Told that our reporters had loads of unexplained cash, he said: “Good, I like embarrassing cash.”
Doolan did not respond to Al Jazeera’s request for a formal comment about the investigation.
She is the president of Zimbabwe’s mining association and a niece of President Mnangagwa. Rushwaya is the person whom Angel and Doolan get in touch with when they want to discuss buying gold for their laundering scam.
It’s not the first time Rushwaya has been involved in a gold scam. In 2020, she was briefly arrested while trying to carry 6kg of gold from Zimbabwe to Dubai. Then, the following year, a former driver of Rushwaya tried to take gold worth more than $670,000 to Dubai.
The money laundering plan Rushwaya outlined to our reporters involved using dirty cash to buy Zimbabwean gold — which our reporters could then sell in the international market in exchange for legitimate money.
The dirty money would be flown into Zimbabwe on Angel’s plane, which would circumvent customs checks because of his diplomatic status. “I’m always available, I’m here at your disposal,” she told Angel, on a phone call where the plan was discussed.
Rushwaya did not respond to Al Jazeera’s request for a formal comment about the investigation.
Pattni’s arch-rival in Zimbabwe’s gold-smuggling industry, Macmillan is loud and loquacious. He was first jailed for gold smuggling in the early 1990s, when he was just 21 years old. By his own account, he has been to prison on several occasions since then.
Now, he partners with the same Zimbabwean state machinery that once used to arrest him. Also known as Mr Gold, Macmillan is among a set of smugglers — including Pattni — who each work with Zimbabwe’s state-run refinery, Fidelity.
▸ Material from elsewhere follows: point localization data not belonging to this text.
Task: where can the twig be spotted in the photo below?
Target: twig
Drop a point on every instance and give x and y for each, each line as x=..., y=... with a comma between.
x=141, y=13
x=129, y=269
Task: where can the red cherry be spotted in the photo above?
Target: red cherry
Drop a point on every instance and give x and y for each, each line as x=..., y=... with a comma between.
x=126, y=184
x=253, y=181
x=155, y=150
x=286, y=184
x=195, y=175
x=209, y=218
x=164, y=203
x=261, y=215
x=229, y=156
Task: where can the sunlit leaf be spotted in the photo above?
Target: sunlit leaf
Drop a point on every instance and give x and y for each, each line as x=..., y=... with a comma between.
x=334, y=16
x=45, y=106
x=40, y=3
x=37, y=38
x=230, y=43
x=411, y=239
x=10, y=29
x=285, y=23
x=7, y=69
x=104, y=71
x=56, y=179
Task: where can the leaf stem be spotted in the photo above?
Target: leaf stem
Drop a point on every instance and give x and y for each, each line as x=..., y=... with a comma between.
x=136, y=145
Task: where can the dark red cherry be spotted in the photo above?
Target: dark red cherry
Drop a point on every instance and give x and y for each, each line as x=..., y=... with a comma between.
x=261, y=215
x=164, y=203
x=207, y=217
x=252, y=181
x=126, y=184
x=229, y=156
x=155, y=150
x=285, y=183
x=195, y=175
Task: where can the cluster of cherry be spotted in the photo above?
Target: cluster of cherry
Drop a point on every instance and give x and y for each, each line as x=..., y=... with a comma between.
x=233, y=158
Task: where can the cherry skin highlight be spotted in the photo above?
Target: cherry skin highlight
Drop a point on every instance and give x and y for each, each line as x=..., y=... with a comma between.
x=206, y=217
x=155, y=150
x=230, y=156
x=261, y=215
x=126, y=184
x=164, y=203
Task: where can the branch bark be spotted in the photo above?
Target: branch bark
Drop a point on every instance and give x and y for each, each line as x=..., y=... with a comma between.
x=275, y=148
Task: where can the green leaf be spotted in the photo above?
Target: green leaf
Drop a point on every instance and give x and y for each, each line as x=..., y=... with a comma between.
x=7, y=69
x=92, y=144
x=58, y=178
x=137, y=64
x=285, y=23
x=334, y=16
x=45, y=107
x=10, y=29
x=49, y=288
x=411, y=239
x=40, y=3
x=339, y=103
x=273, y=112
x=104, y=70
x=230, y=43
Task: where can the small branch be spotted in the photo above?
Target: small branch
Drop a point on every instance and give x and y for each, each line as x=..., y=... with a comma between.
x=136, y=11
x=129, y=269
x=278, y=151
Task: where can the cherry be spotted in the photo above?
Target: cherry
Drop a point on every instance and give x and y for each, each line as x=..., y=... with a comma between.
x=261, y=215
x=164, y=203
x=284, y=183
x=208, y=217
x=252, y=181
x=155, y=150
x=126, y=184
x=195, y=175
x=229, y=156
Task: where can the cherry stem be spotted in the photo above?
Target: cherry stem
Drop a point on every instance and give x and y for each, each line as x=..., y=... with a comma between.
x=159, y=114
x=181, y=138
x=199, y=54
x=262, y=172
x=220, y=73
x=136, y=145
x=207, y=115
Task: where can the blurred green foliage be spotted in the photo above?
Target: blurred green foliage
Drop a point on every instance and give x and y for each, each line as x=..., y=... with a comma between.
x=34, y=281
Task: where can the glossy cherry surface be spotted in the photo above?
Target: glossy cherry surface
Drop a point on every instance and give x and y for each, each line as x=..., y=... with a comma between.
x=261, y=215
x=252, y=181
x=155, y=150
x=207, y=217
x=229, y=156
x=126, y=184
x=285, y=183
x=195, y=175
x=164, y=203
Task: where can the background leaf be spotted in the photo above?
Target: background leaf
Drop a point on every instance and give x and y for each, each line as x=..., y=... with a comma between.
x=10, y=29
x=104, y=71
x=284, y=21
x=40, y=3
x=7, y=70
He is also an acquaintance of Simon Rudland, a Zimbabwean millionaire who has been accused by South African authorities of money laundering.
These smugglers have deals with Fidelity to deliver a quota of gold bought from small-scale miners to the refinery. They then export it to Dubai and provide hard currency for the Zimbabwean government. But like Pattni and Angel, this mechanism allows smugglers like Macmillan to also launder millions of dollars.
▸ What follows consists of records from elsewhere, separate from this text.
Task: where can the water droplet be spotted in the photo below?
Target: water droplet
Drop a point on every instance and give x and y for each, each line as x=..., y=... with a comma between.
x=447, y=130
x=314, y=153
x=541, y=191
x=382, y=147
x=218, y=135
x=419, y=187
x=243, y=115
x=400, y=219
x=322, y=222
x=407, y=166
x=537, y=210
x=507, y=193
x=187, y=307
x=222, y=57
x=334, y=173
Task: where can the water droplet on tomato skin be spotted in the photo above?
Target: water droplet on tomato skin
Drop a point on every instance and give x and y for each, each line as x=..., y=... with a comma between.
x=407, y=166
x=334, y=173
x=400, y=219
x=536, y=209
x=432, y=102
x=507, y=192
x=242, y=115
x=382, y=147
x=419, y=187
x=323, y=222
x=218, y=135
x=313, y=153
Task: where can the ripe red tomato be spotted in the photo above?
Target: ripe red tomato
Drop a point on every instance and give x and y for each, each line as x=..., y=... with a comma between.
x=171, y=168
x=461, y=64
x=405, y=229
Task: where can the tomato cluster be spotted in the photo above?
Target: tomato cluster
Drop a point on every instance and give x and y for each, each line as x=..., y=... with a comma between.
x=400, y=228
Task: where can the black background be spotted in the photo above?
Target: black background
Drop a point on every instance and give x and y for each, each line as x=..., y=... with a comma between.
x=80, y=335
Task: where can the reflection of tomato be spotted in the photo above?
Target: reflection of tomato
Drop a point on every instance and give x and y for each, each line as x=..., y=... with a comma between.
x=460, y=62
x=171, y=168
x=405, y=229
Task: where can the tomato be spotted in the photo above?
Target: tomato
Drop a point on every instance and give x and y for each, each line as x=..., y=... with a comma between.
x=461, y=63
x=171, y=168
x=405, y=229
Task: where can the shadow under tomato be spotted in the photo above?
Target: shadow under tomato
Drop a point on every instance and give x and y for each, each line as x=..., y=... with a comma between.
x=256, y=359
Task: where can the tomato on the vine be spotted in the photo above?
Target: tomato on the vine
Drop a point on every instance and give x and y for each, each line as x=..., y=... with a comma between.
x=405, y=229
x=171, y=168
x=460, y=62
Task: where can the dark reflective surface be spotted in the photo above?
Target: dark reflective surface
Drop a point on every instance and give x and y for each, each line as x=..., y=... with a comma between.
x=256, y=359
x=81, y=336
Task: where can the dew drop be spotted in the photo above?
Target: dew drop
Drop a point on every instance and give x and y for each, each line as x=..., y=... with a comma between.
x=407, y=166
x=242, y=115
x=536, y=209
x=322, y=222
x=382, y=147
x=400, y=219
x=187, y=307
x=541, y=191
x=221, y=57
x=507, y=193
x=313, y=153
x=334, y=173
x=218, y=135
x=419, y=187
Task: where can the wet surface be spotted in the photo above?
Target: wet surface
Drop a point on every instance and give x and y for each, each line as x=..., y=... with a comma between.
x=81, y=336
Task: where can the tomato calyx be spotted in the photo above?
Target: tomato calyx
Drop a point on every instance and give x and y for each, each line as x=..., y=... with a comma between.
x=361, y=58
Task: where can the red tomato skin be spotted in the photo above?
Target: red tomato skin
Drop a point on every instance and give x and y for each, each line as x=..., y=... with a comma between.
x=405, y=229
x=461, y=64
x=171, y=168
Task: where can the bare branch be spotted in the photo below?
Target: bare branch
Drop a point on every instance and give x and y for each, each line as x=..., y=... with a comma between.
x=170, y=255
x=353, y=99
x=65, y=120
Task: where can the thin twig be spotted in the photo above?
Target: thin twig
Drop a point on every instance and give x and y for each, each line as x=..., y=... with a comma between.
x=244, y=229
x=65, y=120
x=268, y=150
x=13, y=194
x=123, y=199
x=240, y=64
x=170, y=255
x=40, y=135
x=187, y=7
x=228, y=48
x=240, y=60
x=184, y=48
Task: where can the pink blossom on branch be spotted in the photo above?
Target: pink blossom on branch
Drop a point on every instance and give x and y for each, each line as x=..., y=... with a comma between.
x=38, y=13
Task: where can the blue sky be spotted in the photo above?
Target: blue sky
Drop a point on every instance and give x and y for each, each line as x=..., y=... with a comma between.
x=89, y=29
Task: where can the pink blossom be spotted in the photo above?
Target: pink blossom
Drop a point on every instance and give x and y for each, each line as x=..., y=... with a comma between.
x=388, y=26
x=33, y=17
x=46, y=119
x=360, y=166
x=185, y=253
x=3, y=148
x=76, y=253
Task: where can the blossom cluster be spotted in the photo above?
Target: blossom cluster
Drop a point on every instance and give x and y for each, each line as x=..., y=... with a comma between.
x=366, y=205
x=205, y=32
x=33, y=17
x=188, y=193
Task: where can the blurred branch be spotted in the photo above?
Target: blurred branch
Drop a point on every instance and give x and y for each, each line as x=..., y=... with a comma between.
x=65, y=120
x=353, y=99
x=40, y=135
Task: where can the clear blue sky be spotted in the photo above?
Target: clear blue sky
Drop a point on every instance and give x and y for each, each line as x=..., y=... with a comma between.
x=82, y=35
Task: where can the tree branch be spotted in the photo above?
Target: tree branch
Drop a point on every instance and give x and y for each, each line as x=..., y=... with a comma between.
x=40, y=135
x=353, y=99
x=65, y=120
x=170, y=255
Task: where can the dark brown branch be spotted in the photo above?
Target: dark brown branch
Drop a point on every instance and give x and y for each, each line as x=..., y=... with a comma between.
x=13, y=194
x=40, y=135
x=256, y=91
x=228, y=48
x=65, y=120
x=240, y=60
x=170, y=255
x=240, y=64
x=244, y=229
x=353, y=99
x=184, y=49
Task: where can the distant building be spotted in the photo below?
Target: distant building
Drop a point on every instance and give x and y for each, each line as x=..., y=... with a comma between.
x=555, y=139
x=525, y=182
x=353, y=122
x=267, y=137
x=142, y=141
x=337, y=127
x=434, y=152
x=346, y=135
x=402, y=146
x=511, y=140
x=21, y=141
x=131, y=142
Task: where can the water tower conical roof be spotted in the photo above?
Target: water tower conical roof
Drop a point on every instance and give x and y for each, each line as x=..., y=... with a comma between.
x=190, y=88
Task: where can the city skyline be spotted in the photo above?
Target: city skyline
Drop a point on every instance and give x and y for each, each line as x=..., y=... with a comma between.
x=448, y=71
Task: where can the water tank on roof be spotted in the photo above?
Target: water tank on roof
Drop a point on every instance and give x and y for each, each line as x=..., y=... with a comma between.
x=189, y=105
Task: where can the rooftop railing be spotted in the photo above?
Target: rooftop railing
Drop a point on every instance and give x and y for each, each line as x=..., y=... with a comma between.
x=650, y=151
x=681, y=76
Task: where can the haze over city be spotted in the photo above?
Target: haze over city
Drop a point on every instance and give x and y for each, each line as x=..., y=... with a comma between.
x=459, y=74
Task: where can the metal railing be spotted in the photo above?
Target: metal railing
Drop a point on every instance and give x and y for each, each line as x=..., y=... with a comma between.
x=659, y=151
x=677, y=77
“There is an opportunity, a hell of a big opportunity to wash money here,” he told our reporters. “I can give my partner gold in Dubai and he can just pay you anywhere in the world.”
Macmillan did not respond to Al Jazeera’s request for a formal comment about the investigation. Rudland said that all allegations against him were false and formed part of a smear campaign by an unidentified third party.
Fidelity Printers and Refiners denied all wrongdoing.
The brains of Macmillan’s operation, Mathias is the “partner” the Zimbabwean smuggler referred to. A Canadian national, Mathias allegedly launders money for people all over the world, from Russians to African politicians. Mathias, who is based in Dubai, uses a web of companies and refineries to make sure money “gets moved around”, as he describes it.
“You’ve sold it to a refinery and the money got paid in the bank account. So, it’s very clean that way,” he told Al Jazeera’s undercover reporters.
According to Mathias, he “moves” gold valued at between $70mn and $80mn around every month. Apart from Zimbabwe, he listed Ghana, South Africa and Zambia among the countries that Macmillan and he can “export” gold from. Macmillan told Al Jazeera reporters that Mathias also works with “the Russians”.
Mathias, initially uncomfortable about Macmillan’s boastful attitude in front of our reporters, then explained what they needed to do in order for him to help launder their cash — set up a company in Dubai that they could claim was involved in the gold trade.
When asked for a formal comment about the findings of Al Jazeera’s investigation, Mathias denied that he designed mechanisms to launder money and said that he had not laundered money or traded illegal gold for Russian clients or anyone else. He told us he had never had any working relationship with Macmillan.